With a $750,000 grant from the U.S. Department of Education, the university's Early Childhood Institute will create an online library that shows best practices by demonstrating practitioners at work, said Cathy Grace, ECI's founding director and a professor in MSU College of Education. The institute will use nearly 10 years of data about strengths and weaknesses of Mississippi childcare facilities as the basis for the project.
"We will work with Mississippi State's University Television Center to go out into the field and tape short segments showing outstanding childcare practitioners," Grace explained. "These will be put in an online library for access by instructors, trainers and coaches who work with childcare centers."
To expand access to professional development, resources also will be made available with training notebooks and accompanying DVDs.
Elizabeth F. Shores, the institute's associate director for research, communications and national initiatives, will direct the project with assistance from Melina Vaughan and other ECI staff members.
Titled "Bridges to Quality: The Mississippi Early Childhood Professional Development Project," the effort will be tested in focus groups in about 10 months. It also will include related studies of how to improve access to credential and degree programs for childcare workers, as well as the success of practitioners in the programs.

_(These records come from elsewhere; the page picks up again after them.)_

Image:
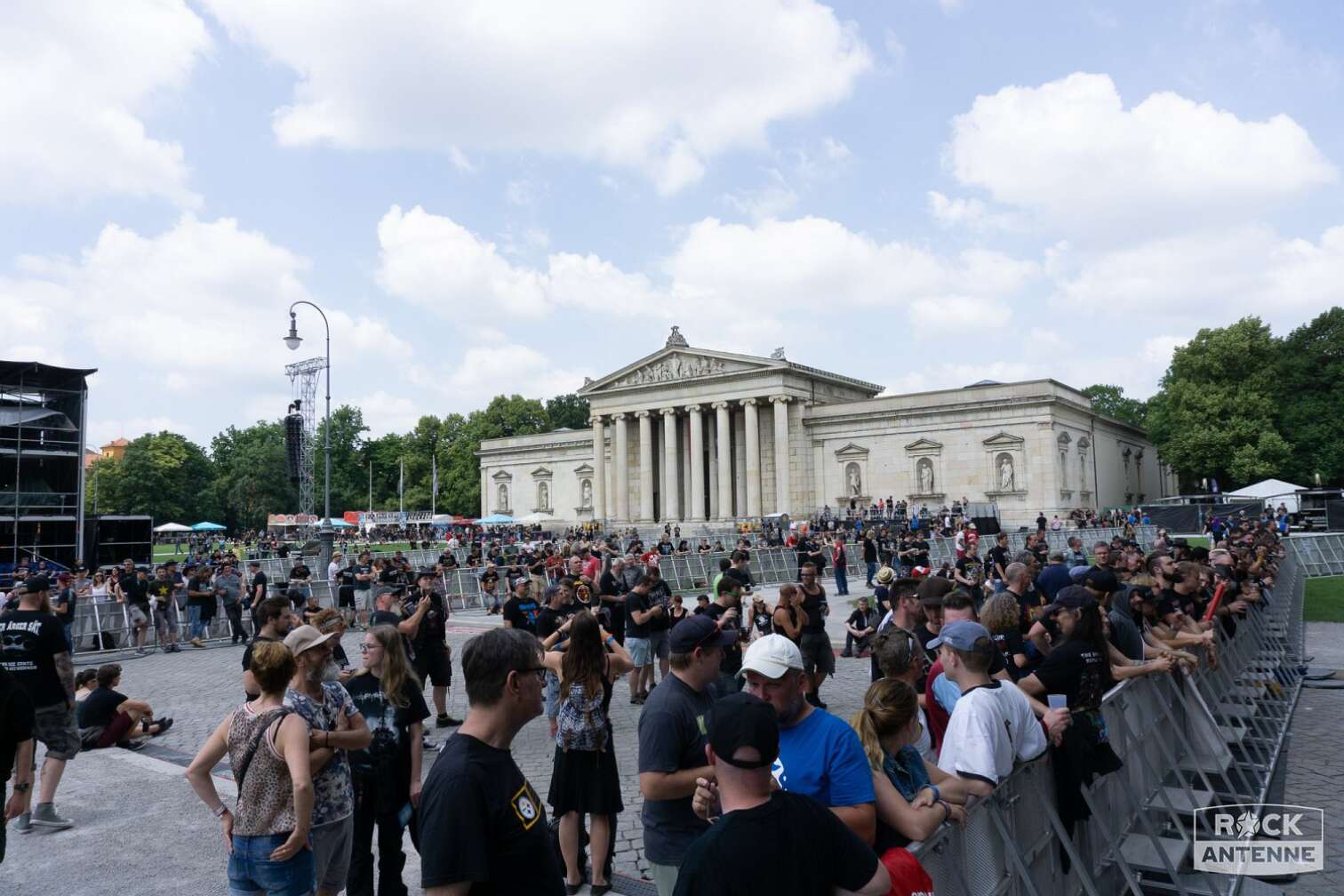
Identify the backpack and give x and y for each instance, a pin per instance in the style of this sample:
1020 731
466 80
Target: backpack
580 724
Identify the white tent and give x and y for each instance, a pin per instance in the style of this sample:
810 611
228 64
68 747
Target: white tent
1270 492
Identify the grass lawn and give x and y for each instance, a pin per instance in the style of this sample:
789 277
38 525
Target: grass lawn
1324 599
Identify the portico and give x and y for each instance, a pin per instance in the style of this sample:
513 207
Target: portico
699 436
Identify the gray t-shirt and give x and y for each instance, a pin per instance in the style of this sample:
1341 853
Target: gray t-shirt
674 728
231 586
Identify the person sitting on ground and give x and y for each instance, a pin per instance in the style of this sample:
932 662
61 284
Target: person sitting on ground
914 796
108 717
809 849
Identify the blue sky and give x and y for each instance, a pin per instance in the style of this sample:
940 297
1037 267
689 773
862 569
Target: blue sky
509 196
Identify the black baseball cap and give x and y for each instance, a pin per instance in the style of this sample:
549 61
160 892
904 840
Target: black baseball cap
695 632
742 720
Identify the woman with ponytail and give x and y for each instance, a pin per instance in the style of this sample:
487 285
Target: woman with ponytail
914 796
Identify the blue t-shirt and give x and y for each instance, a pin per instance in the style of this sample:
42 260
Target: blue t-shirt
821 758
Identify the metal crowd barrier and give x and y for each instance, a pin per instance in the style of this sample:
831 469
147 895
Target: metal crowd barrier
1188 740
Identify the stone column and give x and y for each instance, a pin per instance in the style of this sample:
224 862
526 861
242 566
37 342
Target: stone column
753 465
713 451
781 453
696 509
598 468
724 433
620 454
672 493
645 467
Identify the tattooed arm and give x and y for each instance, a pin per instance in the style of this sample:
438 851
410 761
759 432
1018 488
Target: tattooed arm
66 672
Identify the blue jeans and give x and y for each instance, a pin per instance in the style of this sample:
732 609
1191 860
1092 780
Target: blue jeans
252 871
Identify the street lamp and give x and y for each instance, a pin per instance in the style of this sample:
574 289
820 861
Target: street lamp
325 535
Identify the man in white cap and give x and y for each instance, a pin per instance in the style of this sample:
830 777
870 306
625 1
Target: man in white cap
820 756
335 725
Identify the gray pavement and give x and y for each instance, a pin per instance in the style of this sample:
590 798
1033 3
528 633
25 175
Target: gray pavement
139 828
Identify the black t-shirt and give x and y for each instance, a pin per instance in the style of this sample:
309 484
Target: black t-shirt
388 722
1076 670
100 707
522 614
485 822
812 604
31 641
809 851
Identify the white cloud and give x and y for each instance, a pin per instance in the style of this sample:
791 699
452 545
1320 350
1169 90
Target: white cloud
660 87
76 81
1071 152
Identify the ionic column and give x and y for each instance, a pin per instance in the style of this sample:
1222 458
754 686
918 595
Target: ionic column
672 493
696 511
598 468
781 453
645 467
620 448
724 434
753 465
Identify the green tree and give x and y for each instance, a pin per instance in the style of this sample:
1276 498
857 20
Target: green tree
1112 402
168 477
252 477
1310 399
1217 409
567 412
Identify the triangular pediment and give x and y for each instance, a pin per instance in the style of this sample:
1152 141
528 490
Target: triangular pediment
676 363
1003 439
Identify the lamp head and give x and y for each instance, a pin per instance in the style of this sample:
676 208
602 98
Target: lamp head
293 339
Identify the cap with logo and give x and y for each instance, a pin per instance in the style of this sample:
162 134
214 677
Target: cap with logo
963 635
740 720
772 656
693 632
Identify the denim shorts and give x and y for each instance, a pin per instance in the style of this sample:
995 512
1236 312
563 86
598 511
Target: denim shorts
640 654
252 871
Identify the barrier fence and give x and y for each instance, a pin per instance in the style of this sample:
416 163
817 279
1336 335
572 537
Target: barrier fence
1188 740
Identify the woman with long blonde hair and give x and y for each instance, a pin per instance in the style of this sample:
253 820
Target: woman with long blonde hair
388 774
914 796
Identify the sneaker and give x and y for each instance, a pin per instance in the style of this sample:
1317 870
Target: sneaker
44 816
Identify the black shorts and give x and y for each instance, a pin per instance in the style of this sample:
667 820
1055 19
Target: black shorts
435 668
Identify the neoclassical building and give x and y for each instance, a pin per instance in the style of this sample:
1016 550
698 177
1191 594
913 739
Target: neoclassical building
690 434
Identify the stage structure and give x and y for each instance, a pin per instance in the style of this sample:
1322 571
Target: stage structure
42 448
302 378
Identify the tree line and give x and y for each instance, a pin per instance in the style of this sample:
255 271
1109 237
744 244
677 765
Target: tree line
1241 404
242 476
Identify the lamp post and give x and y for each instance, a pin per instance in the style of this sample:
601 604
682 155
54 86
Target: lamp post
325 535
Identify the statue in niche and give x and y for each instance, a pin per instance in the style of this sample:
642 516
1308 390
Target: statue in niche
1005 475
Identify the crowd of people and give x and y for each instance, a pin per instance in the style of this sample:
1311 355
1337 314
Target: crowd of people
988 661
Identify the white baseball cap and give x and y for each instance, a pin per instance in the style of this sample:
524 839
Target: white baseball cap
772 656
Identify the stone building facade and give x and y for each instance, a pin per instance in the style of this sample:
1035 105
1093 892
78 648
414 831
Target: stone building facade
691 434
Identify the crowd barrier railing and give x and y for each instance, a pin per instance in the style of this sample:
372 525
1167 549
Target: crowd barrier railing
1188 740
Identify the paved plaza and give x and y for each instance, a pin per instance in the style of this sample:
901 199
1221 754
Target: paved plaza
140 828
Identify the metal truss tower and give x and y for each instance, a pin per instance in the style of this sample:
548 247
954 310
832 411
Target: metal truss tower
302 378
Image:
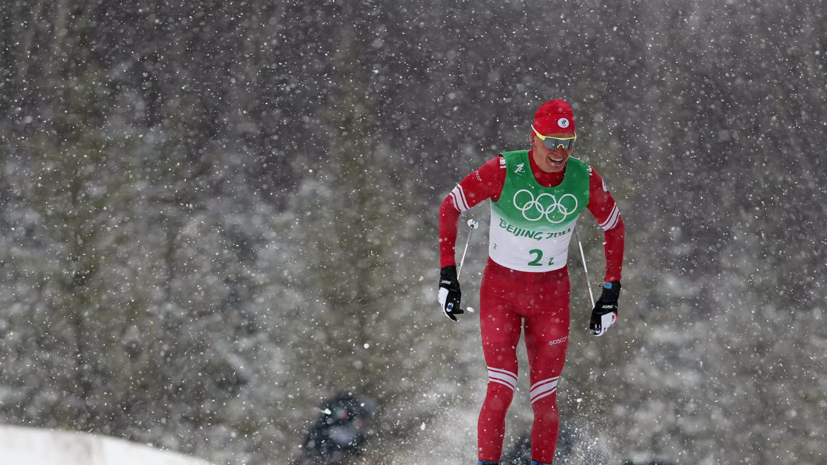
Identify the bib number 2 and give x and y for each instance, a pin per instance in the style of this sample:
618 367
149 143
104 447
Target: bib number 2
538 258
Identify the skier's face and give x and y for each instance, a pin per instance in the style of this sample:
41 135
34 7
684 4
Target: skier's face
550 160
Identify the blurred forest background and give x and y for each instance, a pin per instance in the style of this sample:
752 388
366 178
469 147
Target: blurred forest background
217 214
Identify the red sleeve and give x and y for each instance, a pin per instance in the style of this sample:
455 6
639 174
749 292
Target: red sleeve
485 183
604 208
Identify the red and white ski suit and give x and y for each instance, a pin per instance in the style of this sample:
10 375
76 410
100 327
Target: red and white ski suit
539 302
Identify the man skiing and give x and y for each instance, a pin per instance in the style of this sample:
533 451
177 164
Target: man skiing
536 197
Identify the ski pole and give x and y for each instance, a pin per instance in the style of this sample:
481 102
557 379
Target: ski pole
472 223
585 268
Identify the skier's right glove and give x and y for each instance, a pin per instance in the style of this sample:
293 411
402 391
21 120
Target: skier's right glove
604 314
449 292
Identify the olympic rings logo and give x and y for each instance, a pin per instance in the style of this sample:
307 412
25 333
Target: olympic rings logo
545 206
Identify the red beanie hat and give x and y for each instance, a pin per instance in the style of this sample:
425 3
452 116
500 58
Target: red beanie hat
553 117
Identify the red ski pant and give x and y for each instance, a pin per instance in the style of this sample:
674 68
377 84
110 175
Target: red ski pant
539 303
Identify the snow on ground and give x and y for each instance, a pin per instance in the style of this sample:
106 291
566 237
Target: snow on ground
32 446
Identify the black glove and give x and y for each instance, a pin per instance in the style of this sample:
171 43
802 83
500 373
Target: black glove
449 293
604 314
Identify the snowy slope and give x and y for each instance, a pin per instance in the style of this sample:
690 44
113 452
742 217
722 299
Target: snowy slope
34 446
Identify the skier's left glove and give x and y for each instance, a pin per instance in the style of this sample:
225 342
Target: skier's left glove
449 293
604 314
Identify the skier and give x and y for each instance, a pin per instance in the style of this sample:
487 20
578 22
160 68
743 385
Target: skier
536 197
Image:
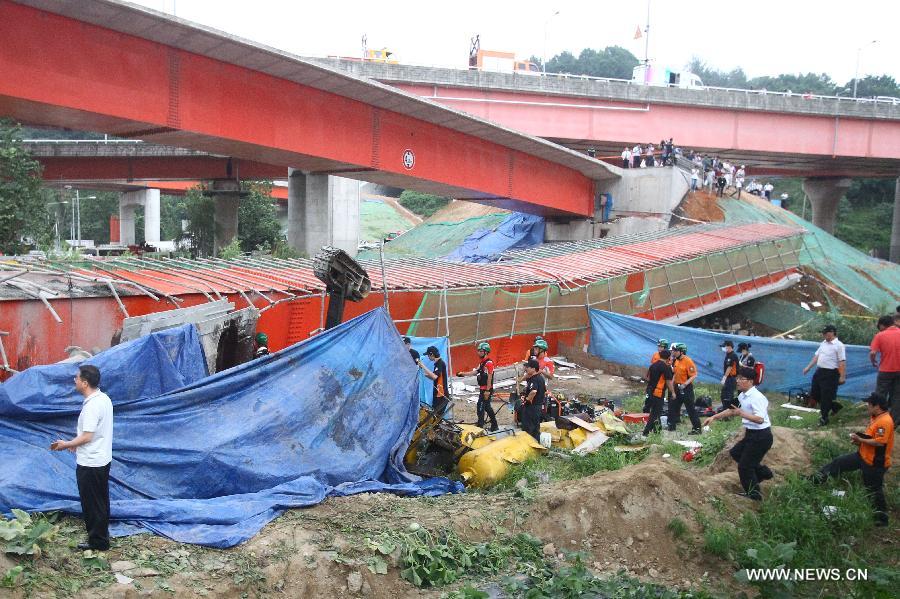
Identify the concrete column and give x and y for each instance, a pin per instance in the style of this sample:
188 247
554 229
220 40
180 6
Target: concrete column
895 228
151 216
322 210
126 220
227 194
824 195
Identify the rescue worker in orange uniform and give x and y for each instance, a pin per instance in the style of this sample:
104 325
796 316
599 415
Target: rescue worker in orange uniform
685 373
661 344
873 457
484 375
659 378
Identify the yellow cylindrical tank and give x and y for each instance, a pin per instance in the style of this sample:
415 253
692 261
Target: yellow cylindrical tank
485 466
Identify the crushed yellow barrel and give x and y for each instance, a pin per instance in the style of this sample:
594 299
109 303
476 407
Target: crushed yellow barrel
485 466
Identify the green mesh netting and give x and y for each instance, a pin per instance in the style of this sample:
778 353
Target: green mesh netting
875 283
378 218
436 239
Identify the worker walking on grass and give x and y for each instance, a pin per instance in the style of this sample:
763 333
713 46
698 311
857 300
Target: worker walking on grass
659 378
887 344
729 374
830 361
535 390
440 396
685 372
753 408
93 456
873 457
484 375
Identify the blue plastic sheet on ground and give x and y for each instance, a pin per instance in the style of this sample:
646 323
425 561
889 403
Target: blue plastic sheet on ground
212 462
629 340
518 230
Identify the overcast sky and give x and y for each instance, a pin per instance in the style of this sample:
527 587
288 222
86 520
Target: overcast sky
766 37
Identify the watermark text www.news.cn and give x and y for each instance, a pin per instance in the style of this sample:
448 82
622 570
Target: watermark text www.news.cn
806 574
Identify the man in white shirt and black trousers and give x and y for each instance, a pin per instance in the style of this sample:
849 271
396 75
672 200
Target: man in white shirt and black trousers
93 455
830 361
753 408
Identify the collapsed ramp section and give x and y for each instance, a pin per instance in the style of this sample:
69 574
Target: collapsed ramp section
872 282
674 275
211 463
628 340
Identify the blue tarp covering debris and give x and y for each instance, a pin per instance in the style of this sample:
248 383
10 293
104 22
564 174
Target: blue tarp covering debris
213 461
629 340
517 231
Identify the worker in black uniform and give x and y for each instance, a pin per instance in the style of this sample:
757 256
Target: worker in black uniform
484 375
729 375
440 395
415 355
533 400
262 345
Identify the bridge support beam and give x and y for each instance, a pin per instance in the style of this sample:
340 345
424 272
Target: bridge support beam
227 195
128 203
322 210
895 228
824 195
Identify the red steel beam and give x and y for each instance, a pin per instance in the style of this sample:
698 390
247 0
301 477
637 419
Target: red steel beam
63 72
94 168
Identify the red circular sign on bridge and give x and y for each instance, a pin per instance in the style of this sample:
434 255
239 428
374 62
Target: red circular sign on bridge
409 159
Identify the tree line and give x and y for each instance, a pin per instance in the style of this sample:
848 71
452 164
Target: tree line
616 62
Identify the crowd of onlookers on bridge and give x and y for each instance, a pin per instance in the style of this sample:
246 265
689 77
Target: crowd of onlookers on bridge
708 172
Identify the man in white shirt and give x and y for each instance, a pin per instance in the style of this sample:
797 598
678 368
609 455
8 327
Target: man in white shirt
830 361
757 441
93 455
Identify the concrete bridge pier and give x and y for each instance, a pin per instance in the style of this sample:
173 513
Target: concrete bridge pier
895 228
128 203
322 210
824 195
227 195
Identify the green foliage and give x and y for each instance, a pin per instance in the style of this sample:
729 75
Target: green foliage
423 204
23 216
677 527
258 226
232 250
26 535
793 529
613 62
438 558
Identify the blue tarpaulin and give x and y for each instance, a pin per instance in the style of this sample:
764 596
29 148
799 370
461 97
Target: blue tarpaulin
213 461
517 231
629 340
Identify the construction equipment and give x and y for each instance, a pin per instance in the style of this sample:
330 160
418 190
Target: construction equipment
345 280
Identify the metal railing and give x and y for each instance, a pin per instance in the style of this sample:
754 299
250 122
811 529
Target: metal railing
568 76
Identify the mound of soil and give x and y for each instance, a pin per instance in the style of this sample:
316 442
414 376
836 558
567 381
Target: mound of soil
460 210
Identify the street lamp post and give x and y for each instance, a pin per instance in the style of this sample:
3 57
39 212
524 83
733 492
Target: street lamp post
856 73
546 26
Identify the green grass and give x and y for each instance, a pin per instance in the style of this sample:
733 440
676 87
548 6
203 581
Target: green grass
791 529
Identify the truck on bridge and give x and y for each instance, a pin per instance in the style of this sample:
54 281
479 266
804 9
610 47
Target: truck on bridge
649 75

"This award demonstrates the confidence that the U.S. Department of Education, Mississippi's congressional delegation, and the university administration have in ECI's leadership of the early childhood sector in Mississippi," said Richard Blackbourn, dean of MSU's College of Education. "Thanks to this funding, we will be able to continue to expand professional development materials, on-site coaching, and other resources to help raise the quality of early education for Mississippi's children."
While "Bridges to Quality" focuses specifically on Mississippi childcare providers, Shores said "we believe it could be effective in any state with a significant population of low-income and rural childcare providers."
She added that ECI will seek a second year of funding to continue and expand the effort.
Established in 1999 as a program of MSU's College of Education, the Early Childhood Institute provides training, technical assistance, and applied research for improved quality and accessibility of early care and education across Mississippi.